Kepemimpinan dapat diartikan sebagai suatu kegiatan menggerakkan orang lain dengan kemampuan dan keahliannya masing-masing untuk mencapai tujuan dan cita-cita bersama. Maka kepemimpinan lahir dari proses internal leadership from the inside out, artinya berhasil tidaknya seorang pemimpin tidak terlepas dari kepribadian maupun ilmu pengetahuan yang dimilikinya dan didorong oleh keinginan untuk melakukan suatu perubahan dan perbaikan dalam masyarakatnya. Maka peran dan fungsi perempuan pada dasarnya sama dengan laki-laki bahkan dalam pandangan Islam didudukan secara sama dalam hukum.
Eksistensi kaum perempuan dalam kehidupan serta problematika yang dihadapinya sepanjang masa, pada prinsipnya berkisar pada tiga persoalan pokok, yaitu sifat pembawaan perempuan (karakter bawaan), hak-hak dan tugas-tugas perempuan, baik di lingkungan keluarga, ataupun di tengah-tengah kehidupan masyarakat luas, dan pergaulan yang berbasis sopan santun dan etika, terutama hal-hal yang berkaitan dengan tradisi, dan adat kebiasaan.
Kedudukan dan peranan perempuan dalam Islam sejatinya sangat terhormat dan tinggi, karena mereka diberikan derajat yang hampir sama dengan pria.
Oleh karena itu bahwa tabiat kemanusiaan antara lelaki dan perempuan hampir dapat dikatakan sama. Tuhan telah menganugerahkan kepada perempuan sebagaimana menganugerahkan kepada lelaki. Kepada mereka berdua dianugrahkan Tuhan potensi dan kemampuan yang cukup untuk memikul tanggung jawab dan yang menjadikan dua jenis kelamin ini dapat melaksanakan aktivitas-aktivitas yang bersifat umum dan khusus.

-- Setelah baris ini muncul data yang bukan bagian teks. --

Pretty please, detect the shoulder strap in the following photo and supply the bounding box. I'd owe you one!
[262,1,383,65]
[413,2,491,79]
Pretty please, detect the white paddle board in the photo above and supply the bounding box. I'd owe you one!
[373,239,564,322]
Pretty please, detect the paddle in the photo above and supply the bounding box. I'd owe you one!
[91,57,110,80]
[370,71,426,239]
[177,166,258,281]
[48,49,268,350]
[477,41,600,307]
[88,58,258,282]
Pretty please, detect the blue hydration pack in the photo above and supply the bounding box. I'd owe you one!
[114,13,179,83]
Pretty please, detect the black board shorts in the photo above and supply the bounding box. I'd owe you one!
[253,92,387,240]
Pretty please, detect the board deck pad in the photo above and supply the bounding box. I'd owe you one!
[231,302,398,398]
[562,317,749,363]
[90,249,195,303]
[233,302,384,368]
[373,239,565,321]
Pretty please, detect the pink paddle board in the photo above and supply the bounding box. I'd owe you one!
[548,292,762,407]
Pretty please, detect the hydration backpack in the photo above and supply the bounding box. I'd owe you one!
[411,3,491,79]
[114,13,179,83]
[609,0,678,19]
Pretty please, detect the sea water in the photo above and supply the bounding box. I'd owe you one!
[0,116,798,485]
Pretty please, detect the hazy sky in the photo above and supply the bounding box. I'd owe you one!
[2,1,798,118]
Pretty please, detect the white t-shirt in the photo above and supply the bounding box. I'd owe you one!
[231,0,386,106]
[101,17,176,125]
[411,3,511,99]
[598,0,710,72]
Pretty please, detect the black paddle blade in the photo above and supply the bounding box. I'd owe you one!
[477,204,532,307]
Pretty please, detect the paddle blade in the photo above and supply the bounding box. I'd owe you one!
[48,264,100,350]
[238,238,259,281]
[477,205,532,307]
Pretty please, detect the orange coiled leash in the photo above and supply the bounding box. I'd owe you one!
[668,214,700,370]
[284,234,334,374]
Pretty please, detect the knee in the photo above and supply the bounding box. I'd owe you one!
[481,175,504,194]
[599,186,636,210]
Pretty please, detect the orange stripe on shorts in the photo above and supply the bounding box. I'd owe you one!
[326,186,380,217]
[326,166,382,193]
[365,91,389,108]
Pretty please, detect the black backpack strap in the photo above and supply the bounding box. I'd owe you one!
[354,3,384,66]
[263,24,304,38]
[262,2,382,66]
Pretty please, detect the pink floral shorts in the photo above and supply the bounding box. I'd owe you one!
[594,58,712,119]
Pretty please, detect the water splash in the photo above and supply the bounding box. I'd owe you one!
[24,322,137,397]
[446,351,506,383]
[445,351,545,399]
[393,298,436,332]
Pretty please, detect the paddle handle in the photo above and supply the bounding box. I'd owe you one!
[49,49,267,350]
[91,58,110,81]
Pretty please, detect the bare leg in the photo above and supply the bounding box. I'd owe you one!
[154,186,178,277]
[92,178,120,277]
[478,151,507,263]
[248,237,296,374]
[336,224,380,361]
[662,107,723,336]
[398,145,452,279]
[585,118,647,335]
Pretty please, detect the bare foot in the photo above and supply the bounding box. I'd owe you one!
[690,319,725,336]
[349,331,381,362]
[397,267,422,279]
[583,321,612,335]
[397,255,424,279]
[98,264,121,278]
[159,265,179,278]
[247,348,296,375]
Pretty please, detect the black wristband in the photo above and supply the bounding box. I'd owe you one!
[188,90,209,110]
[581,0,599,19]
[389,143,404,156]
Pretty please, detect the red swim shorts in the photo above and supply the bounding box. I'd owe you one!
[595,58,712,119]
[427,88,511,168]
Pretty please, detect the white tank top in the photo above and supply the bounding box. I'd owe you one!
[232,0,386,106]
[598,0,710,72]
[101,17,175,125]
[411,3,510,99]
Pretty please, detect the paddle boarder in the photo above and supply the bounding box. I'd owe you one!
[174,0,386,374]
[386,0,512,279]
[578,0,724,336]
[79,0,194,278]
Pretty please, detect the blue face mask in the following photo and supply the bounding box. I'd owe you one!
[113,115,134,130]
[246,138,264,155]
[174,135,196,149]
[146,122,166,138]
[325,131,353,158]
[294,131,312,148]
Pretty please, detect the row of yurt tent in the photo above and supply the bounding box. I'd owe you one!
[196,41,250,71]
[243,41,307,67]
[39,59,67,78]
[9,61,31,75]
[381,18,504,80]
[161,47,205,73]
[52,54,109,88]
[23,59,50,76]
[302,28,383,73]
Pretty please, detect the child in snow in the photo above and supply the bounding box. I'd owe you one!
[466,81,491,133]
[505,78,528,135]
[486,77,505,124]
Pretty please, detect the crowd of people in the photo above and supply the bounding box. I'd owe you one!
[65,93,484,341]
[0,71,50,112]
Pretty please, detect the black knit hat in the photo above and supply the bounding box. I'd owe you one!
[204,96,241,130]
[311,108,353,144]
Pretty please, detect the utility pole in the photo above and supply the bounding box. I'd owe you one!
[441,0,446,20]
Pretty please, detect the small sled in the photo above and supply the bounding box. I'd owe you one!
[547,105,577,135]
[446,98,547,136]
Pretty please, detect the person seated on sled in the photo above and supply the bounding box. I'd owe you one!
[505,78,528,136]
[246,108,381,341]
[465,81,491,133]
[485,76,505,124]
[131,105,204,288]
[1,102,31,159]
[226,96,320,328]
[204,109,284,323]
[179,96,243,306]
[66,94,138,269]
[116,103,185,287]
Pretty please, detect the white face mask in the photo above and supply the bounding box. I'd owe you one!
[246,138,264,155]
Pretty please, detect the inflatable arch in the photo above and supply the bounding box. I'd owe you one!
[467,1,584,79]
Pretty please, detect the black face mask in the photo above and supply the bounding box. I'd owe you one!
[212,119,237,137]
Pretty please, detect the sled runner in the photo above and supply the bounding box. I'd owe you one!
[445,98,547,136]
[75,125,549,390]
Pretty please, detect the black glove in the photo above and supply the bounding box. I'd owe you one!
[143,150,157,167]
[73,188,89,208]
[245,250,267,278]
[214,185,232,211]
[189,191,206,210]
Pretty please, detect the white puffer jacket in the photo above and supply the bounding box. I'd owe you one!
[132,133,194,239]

Ketika kita melihat Kepemimpinan perempuan dalam Perspektif Syariat Islam yaitu terutama karena kondisi yang sangat darurat, suaminya terbunuh yang mengharuskan ia mengambil kekuasaan ketika kondisi pemerintahan kacau, dan ancaman eksternal sangat kuat. Hal demikian juga dialami oleh Ghaziyah, yang memerintah mengatasnamakan putranya yang masih kecil setelah suaminya meninggal. Ia dilukiskan oleh Adz-Dzahabi sebagai orang yang shaleh dan sopan. Kekayaan tampilnya perempuan dalam politik banyak di warnai dalam sejarah dinasti Mamluk dan Seljuk.
Adapun selaras dengan pendapat Quraish Shihab menggunakan pendekatan kontekstual dan sosiohistoris, Pendekatan ini dengan mempertimbangkan setiap kata yang diberikan dalam terang konteksnya, dan untuk sampai pada pemahaman yang diyakini lebih relevan dengan keadaan. Tentang kepemimpinan perempuan melalui fakta-fakta.
Realitas sosial dan sejarah, membuktikan bahwa telah banyak perempuan yang bisa melakukan tugas-tugas legitimasi hukum yang diberikan kepada masyarakat, dengan kata lain, perempuan boleh menjadi seorang pemimpin dengan kepiawaian dan kemampuan yang dimilikinya.